Mi abuela
Conchita y yo éramos los únicos mórbidos de la familia, tanto así que ella era
la primera en llamarme o mandarme mensaje al teléfono cada vez que había una
defunción en el barrio o sucedía algo digno de comentarse. Y es que ella pasaba
mirando hacia la calle, oculta tras las cortinas semitransparentes de la
ventana de su cocina. En su defensa hay que decir que, en esa cuadra de gente
chismosa, no era la única que hacía eso.
Por esa afinidad ella era mi parienta
consentida y yo era su nieto consentido. A mí me dejó su herencia, incluyendo
sus dos gatos. Y sus secretos.
Desde niño, me acostumbré a ver dos
anillos en la mano de mi abuela, dos anillos juntos en el mismo dedo. Con el
tiempo llegué a entender que uno era de compromiso y el otro de boda. Nunca, ni
por un momento que yo recuerde, se los quitó.
Al abuelo no lo conocí. Murió antes de
que yo naciera. Pero crecí oyendo anécdotas de cómo era: un tipo campechano,
con sentido del humor, que no se dejaba agriar el día por quítame allá estas
pajas. En las pocas fotos que había de él se le veía en la cara una expresión
juguetona, como de esos hombres que no quieren madurar. Tal vez por eso murió
joven. Dejó a mi abuela viuda con cuatro hijos y ella no volvió a casarse.
Encontró consuelo para su soledad en el chisme que, como ya dije, compartía
conmigo. Y nunca se quitó sus anillos. Cuando ya estaba desahuciada, pero
todavía tenía lucidez, pidió que cuando muriera la enterraran con sus anillos
puestos. Y así fue. Se los tuvimos que colgar con una cadena como medallas; la
enfermedad la había enflacado tanto que se le caían de los dedos.
Yo era el único ser en el mundo que
conocía su secreto: sólo uno de esos dos anillos se lo había dado mi abuelo: el
de bodas. El otro se lo dio un novio que tuvo antes. No se casaron. ¿Por qué?

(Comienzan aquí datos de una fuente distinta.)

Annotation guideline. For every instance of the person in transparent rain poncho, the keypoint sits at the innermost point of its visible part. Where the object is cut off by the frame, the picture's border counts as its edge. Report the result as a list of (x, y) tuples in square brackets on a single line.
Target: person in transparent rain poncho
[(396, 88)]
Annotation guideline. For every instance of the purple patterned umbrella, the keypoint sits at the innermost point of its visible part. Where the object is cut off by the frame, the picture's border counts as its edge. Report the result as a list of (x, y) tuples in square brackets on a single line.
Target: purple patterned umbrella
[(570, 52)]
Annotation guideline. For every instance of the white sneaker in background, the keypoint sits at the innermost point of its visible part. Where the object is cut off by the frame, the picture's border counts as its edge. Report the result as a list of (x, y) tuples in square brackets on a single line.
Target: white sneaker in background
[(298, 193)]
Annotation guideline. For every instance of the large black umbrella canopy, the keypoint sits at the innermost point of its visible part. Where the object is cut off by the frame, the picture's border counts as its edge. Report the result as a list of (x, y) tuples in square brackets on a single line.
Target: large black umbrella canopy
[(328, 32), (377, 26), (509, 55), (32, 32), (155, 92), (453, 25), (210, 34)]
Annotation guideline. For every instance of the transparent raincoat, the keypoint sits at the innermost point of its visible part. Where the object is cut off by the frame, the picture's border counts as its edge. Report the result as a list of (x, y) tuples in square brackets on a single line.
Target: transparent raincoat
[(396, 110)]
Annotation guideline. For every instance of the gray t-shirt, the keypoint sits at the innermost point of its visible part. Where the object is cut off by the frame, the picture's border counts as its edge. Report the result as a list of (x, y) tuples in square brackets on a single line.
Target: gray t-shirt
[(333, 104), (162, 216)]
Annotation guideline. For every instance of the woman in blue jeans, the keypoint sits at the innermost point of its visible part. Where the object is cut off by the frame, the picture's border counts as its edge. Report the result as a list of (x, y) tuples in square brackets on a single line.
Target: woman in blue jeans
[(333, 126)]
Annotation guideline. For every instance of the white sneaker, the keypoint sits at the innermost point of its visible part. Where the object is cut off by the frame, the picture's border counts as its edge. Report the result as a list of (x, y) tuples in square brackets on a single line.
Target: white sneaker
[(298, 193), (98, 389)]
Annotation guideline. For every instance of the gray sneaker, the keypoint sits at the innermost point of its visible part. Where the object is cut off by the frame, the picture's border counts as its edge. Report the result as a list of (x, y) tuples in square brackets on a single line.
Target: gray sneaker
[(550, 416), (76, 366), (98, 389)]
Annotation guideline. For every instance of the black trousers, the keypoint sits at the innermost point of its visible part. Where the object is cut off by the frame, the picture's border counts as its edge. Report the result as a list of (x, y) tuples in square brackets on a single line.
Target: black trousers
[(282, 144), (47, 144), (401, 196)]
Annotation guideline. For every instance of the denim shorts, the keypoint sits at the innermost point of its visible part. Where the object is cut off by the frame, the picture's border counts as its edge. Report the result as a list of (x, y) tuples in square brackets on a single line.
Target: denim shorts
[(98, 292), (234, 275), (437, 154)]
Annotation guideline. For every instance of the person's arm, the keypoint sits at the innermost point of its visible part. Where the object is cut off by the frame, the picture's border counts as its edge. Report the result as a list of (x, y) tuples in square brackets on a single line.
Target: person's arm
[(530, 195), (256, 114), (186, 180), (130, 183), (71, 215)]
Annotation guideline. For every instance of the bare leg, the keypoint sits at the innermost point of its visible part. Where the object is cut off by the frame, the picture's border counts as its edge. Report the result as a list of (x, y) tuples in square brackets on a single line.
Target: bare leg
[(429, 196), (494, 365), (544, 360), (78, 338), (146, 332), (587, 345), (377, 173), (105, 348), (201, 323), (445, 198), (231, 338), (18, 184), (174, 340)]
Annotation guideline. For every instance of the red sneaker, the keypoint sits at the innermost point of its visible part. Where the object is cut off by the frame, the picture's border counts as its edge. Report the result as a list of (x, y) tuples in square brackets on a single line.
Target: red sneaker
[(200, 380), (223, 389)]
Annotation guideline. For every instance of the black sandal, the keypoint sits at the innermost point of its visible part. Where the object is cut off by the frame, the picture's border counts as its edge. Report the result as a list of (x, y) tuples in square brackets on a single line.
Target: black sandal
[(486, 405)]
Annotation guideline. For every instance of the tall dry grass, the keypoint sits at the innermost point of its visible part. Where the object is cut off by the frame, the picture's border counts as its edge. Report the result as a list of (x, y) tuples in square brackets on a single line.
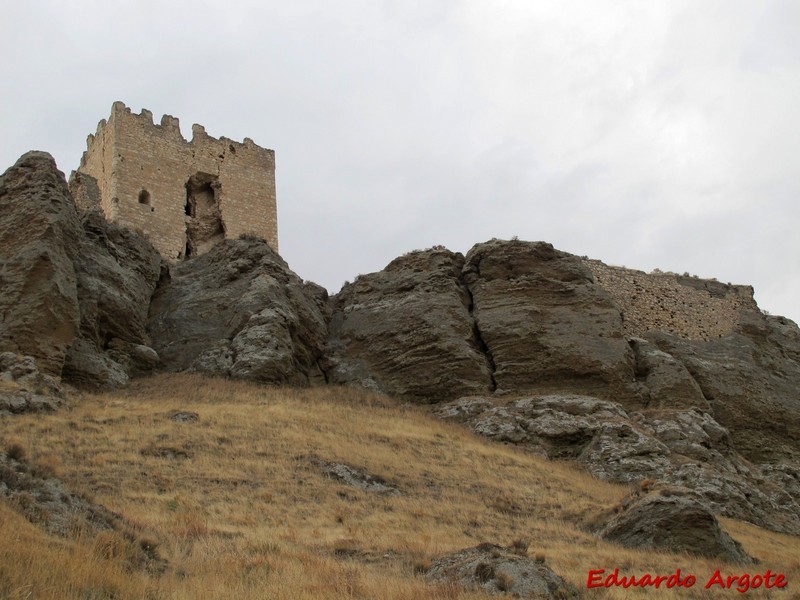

Ésa es otra historia y ésa sí le voy a cumplir la promesa de no contarla. El
hecho es que hubo noviazgo formal, petición de mano y luego ya no hubo boda,
pero ella no quiso deshacerse del anillo de compromiso. Luego se encontró al
abuelo. Y el abuelo conocía la historia del anillo, pero no le dio importancia.
Nada más se reía. Tal vez gracias a eso, al hecho de no haber sido un celoso
típico, fue uno de los dos hombres que mi abuela Conchita se llevó a la tumba.
2 comentarios:
Usted me ha puesto a pensar en algo relacionado con la muerte, en esta calle. Algo que se presta para una historia y parece cuento. La calle forma una u, con los asaltos y robos la calle se ha cerrado y parece que la muerte se ha quedado dando vueltas, atrapada y desde que murió mi abuelo, la gente se muere en orden... siguiendo el sentido de las agujas del reloj. Algo rarísimo y que inquieta.
Qué buen material para un cuento. Escríbalo, amiga. Tiene usted mucho talento y seguro le quedará muy bien.